How Does The Australian Dollar Affect Property Prices?
The Australian dollar has fluctuated significantly over the last 10 years or so, starting at $0.70 it grew to over $1.10 and has now fallen back to under a dollar. But how does the Australian dollar affect property prices and is there a link between the two at all?
Where Changes In The Australian Dollar DOES Affect House Prices
Let’s start by looking at where changes in the Aussie dollar may affect prices and if we can find a link or a correlation between the fluctuating Australian dollar and fluctuating house prices.
Firstly the lowering of the Australian dollar promotes tourism in Australia because then more people from outside the world can come to Australia for a cost effective holiday. This promotes tourism and means we’re more likely to have more tourists in the country. So the lowering of the Aussie dollar is going to benefit tourist dominant areas. Places like Cairns or even the Gold Coast.
The increase in the Aussie dollar can affect exports because exports become more expensive and people are less likely to pay for them because they’re based on the Australian dollar. This could negatively affect places such as mining and other micro-economic townships that rely heavily on exports. The lowering of the dollar could have a positive affects in these mining towns.
Australian Dollar Fluctuations vs Property Price Fluctuations
Looking at the fluctuations in dollar from 2003 until today. It started at $0.70 and has grown to over $1.10 and then gone back below $1.00.
However, we’ve seen consistent growth in the Australian property market over that period – even when prices of the Australian dollar went down.
From 2003 to 2011 the Aussie dollar group from $0.70 US to $1.10 or $1.11 US – that is a 57% growth rate in that period! However the median house prices in Sydney only grew 9% in that same period.
A growth of 57% vs 9%?
It doesn’t necessarily look like there’s a huge correlation there. Also, property prices continued to increase despite the Aussie dollar dropping below $1.00 US.
So when the Aussie dollar grew significantly house prices didn’t grow in line with it, and when the Aussie dollar dropped down house prices didn’t drop down with it.
It seems unlikely that we are seeing a huge correlation between the two.
The Australian Dollar Vs Other Currencies
We also need to look at what we are comparing the Australian dollar to. We only generally look at the Australian dollar against the US dollar.
But what about the a Australian dollar versus the Yen, or versus Pound, or versus the Euro?
The US dollar has fluctuations of it’s own, by only comparing the Australian dollar to the US dollar it’s not giving you a perfect idea of how the Australian dollar is growing and changing in the global market. Just looking at the comparison between two currencies isn’t going to give us a good enough idea.
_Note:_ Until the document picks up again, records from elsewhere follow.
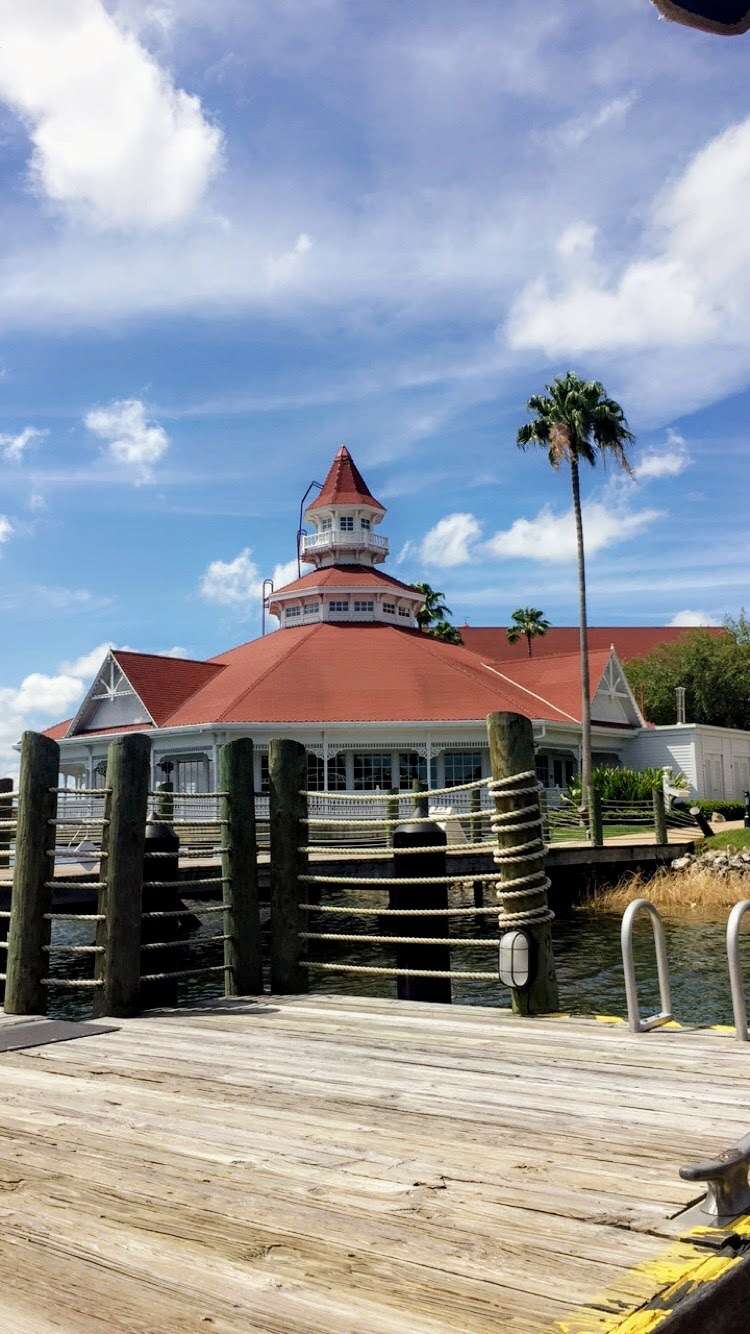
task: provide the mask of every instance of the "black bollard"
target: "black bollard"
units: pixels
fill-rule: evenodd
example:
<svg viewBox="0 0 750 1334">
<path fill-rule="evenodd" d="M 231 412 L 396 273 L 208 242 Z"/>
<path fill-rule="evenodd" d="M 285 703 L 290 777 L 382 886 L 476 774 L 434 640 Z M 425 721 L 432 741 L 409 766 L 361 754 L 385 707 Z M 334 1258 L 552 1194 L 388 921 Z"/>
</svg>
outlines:
<svg viewBox="0 0 750 1334">
<path fill-rule="evenodd" d="M 424 802 L 426 806 L 426 802 Z M 423 808 L 423 803 L 419 803 Z M 446 875 L 446 832 L 431 820 L 426 824 L 398 824 L 394 830 L 394 878 L 414 879 L 415 876 Z M 399 855 L 402 848 L 428 847 L 428 852 Z M 447 908 L 447 884 L 392 884 L 390 907 L 392 908 Z M 440 936 L 448 935 L 448 918 L 444 916 L 404 916 L 390 918 L 394 935 Z M 451 966 L 451 950 L 447 944 L 399 944 L 396 946 L 396 968 L 430 968 L 447 972 Z M 399 1000 L 439 1000 L 451 1003 L 450 978 L 396 978 Z"/>
<path fill-rule="evenodd" d="M 155 852 L 168 852 L 169 856 L 153 856 Z M 171 824 L 149 819 L 145 826 L 145 848 L 143 856 L 143 911 L 176 912 L 180 908 L 180 891 L 176 887 L 180 866 L 180 840 Z M 143 919 L 140 972 L 148 976 L 153 972 L 169 972 L 179 964 L 180 918 L 159 916 Z M 144 950 L 144 944 L 156 940 L 173 940 L 173 946 L 161 950 Z M 163 978 L 159 982 L 143 982 L 140 987 L 140 1009 L 153 1010 L 157 1006 L 177 1003 L 176 978 Z"/>
</svg>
And if we were able to collect all the data, there would probably so much happening in fluctuations of the different dollars that would be hard to link any changes in the Australian property market the changes in the Australian dollar compared to the rest of the world.
No Link To Go To The Bank On
So there is not a correlation that I can find that you can bank.
The property market as a whole market is affected by so many different things. You’ve got:
The reserve bank – Who have an influence on house prices with their low interest rates or raising interest rates. This obviously has a significant effect on house prices in the country.
Politicians – Changes in legislation can change house prices. Imagine if they were to take away the tax benefits of property tomorrow…house prices would probably significantly drop in value.
The economy- When the economy is booming and people are doing great (earning more money) it’s more likely that house prices are going to increase. If the economy is suffering then house prices are likely to be effected by that.
Supply and demand – This occurs locally. When supply outstrips demand prices go down, when demand is great than the supply then house prices increase.
Foreign investment – This is probably the things that influence house prices compare to the Australian dollar the most of these factors.
So in terms of the local Australian market, flucuations in the dollar is not something that I would really go to the bank on.
For me personal I actually love it when the Australian dollar is doing poorly compared to the US Dollar because I run a site where I review coolers made in the USA and I make money in US Dollars. So it actually works in my favour when the Australian dollar isn’t doing amazing.